(Click here for Internet Movie Database entry)
I love how once in a while when you are watching some new movie, you come to the sudden realization that the story is strangely familiar. Such is the case with August Rush, the story of a boy (Freddie Highmore) from a good family who is put up for adoption as a baby and is still waiting after eleven years in an orphanage for his parents to turn up. He eventually sets off to find them and has a series of adventures including falling in with a group of young grifters lead by a Fagin-like character known as Wizard (Robin Williams). Wait a minute! Wizard is Fagin and August Rush is Oliver Twist. It's definitely the Oliver story all right but with a bit of Mr. Holland's Opus and Cinderella thrown in. Our modern Oliver Twist is the son of two musicians (Jonathan Rhys Meyers & Keri Russell), shown below, and he turns out to be a musical prodigy who uses his music to call to his parents and vice versa. Also, while Russell is searching for her son, Rhys Meyers is searching for Russell, his long lost love. August Rush is the stage name picked by Fagin, I mean Wizard, for the young musician.

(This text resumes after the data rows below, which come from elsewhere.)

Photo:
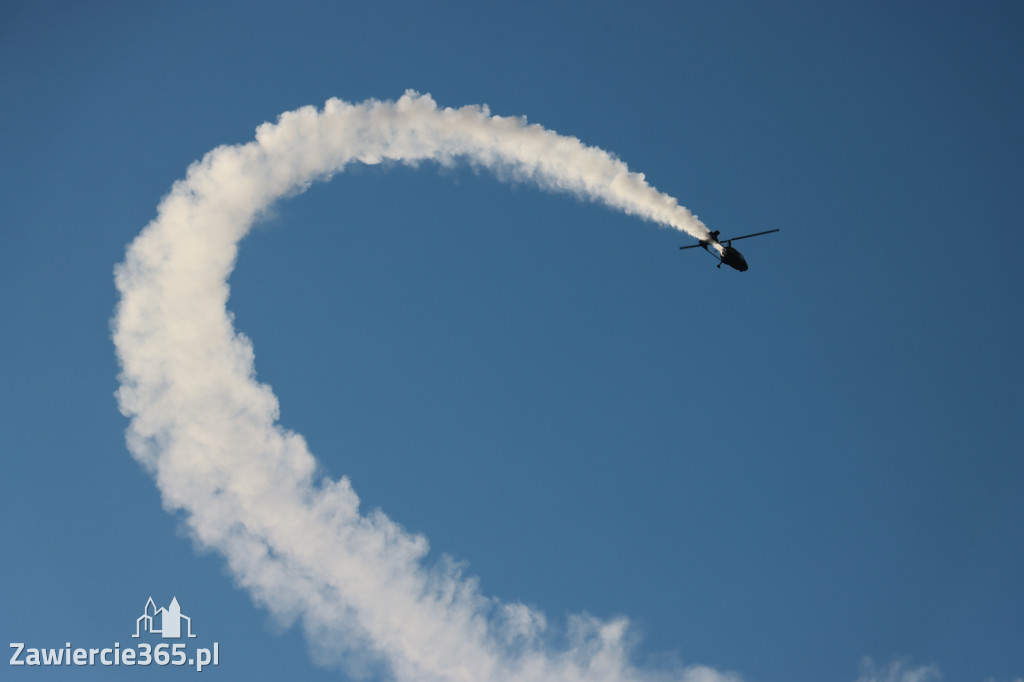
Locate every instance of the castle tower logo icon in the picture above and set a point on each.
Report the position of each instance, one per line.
(163, 622)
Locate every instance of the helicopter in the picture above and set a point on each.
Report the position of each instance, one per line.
(725, 253)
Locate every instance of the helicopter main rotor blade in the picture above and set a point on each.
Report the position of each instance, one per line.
(733, 239)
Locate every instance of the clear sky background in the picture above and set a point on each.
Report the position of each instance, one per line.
(777, 472)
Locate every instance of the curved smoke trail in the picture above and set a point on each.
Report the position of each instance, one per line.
(208, 431)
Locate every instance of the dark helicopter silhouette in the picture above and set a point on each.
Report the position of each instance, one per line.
(724, 251)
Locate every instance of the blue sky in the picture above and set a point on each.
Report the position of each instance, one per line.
(777, 472)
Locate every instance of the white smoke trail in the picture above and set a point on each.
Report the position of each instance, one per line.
(207, 429)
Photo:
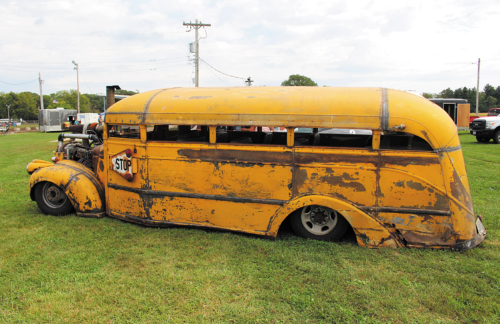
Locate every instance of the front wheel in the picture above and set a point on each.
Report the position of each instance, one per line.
(52, 200)
(496, 137)
(318, 223)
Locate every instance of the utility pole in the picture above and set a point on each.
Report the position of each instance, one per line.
(41, 94)
(197, 25)
(248, 82)
(477, 89)
(77, 85)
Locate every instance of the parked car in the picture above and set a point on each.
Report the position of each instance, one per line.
(487, 127)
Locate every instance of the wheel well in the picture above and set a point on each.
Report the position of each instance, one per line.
(32, 191)
(286, 221)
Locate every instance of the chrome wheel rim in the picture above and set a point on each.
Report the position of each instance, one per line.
(53, 196)
(318, 220)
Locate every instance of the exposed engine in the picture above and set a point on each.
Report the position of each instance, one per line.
(84, 139)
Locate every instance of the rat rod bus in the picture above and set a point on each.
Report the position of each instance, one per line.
(386, 163)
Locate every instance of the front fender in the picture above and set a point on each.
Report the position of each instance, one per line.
(78, 182)
(369, 231)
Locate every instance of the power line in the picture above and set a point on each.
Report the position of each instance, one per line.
(232, 76)
(223, 81)
(436, 74)
(19, 83)
(86, 35)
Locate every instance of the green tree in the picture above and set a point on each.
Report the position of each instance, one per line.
(71, 98)
(60, 104)
(299, 80)
(96, 103)
(447, 93)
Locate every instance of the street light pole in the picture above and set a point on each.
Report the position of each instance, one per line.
(77, 85)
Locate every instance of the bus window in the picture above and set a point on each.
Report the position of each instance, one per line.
(178, 133)
(251, 135)
(356, 138)
(403, 141)
(124, 131)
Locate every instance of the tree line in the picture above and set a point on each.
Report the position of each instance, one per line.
(488, 98)
(25, 105)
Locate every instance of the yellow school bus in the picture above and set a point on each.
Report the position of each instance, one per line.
(384, 163)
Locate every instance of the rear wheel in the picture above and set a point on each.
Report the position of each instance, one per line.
(496, 137)
(319, 223)
(482, 139)
(52, 200)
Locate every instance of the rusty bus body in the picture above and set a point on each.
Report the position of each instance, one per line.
(181, 156)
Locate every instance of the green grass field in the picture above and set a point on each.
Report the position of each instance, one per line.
(79, 270)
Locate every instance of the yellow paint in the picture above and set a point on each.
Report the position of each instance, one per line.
(78, 182)
(391, 198)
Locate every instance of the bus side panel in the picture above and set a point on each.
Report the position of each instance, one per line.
(414, 181)
(345, 174)
(213, 186)
(123, 201)
(246, 217)
(461, 202)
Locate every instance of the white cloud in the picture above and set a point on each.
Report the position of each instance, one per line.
(419, 45)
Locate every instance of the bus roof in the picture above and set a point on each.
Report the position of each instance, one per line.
(325, 107)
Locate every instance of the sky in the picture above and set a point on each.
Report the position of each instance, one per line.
(423, 46)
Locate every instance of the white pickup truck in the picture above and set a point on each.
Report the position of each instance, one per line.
(486, 128)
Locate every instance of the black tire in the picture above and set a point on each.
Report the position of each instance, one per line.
(482, 139)
(318, 223)
(496, 137)
(52, 200)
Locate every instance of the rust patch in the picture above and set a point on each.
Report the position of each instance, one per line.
(238, 156)
(299, 179)
(400, 184)
(199, 97)
(426, 136)
(344, 181)
(308, 158)
(458, 191)
(405, 161)
(429, 238)
(415, 185)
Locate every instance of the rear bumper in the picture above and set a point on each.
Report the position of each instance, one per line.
(482, 132)
(472, 243)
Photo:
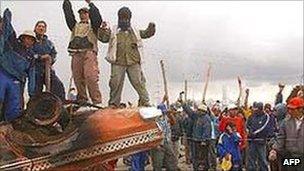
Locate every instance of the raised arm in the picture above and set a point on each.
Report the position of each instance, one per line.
(53, 53)
(9, 34)
(31, 79)
(149, 32)
(95, 16)
(69, 14)
(188, 110)
(104, 33)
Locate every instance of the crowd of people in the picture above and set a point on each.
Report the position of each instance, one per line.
(232, 137)
(29, 58)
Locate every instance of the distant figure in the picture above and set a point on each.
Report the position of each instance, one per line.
(279, 96)
(124, 54)
(228, 146)
(46, 52)
(290, 144)
(72, 96)
(83, 49)
(260, 128)
(16, 65)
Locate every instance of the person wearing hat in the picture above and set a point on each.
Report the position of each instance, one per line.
(46, 52)
(16, 65)
(83, 49)
(201, 135)
(164, 154)
(260, 128)
(290, 140)
(234, 116)
(279, 96)
(125, 56)
(228, 147)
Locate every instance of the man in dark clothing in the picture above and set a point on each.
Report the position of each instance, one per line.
(279, 96)
(260, 128)
(201, 134)
(46, 52)
(125, 56)
(16, 65)
(290, 144)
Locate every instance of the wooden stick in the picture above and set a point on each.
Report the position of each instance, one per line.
(238, 102)
(206, 83)
(165, 80)
(186, 90)
(47, 76)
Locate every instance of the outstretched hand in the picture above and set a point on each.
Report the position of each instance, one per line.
(165, 98)
(151, 25)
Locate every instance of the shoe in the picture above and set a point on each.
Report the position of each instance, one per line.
(86, 109)
(99, 105)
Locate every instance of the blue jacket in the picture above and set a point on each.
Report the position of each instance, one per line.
(215, 133)
(201, 130)
(229, 143)
(255, 122)
(15, 60)
(42, 47)
(187, 125)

Freddie Highmore is really quite good in the title role. He burst on the scene a couple of years ago in Finding Neverland and Charlie and the Chocolate Factory. He is perfect for this role, projecting nothing less than pure joy as his character is finally is able to express the music that has been churning around inside him all his life. Rhys Meyers and Keri Russell make a nice couple. They are very cute together and separately. I have liked Rhys Meyers ever since I first saw him as the girls' football coach in Bend it Like Beckham. I never saw Russell in Felicity and only really saw for the first time what she could do in last year's Waitress which was also a very sweet movie. Russell does sweet very well, although you can see her in a nice but brief, gritty role in the last Mission Impossible. Robin Williams does a Robin-Williams-esque turn as the Fagin-esque Wizard in a part that could have been written with him in mind. The always entertaining Terence Howard (Hustle & Flow) is good as the social worker but he doesn't get to stretch much.
August Rush is set and shot mostly on the streets of New York, giving it a fairytale look. The director is Kirsten Sheridan daughter of director Jim Sheridan (My Left Foot). August Rush is a Dickensian fairy tale. In case you haven't realized it already, this movie is extremely heartwarming. And since it is a retelling of the Oliver Twist story, it has all those coincidences, chance meetings, funny character names, and ironies that Dickens loved so much. Either you like this about Dickens or you don't. I do love Dickens and maybe that's why I love August Rush too. You just have to go with the flow knowing that there's going to be a happy ending where everyone just happens to be in the right place at the right time. I watched it on a plane to England and I ended up watching it three times. August Rush came and went very fast in the theatres last year but it's available on DVD now and ready for your Netflix list.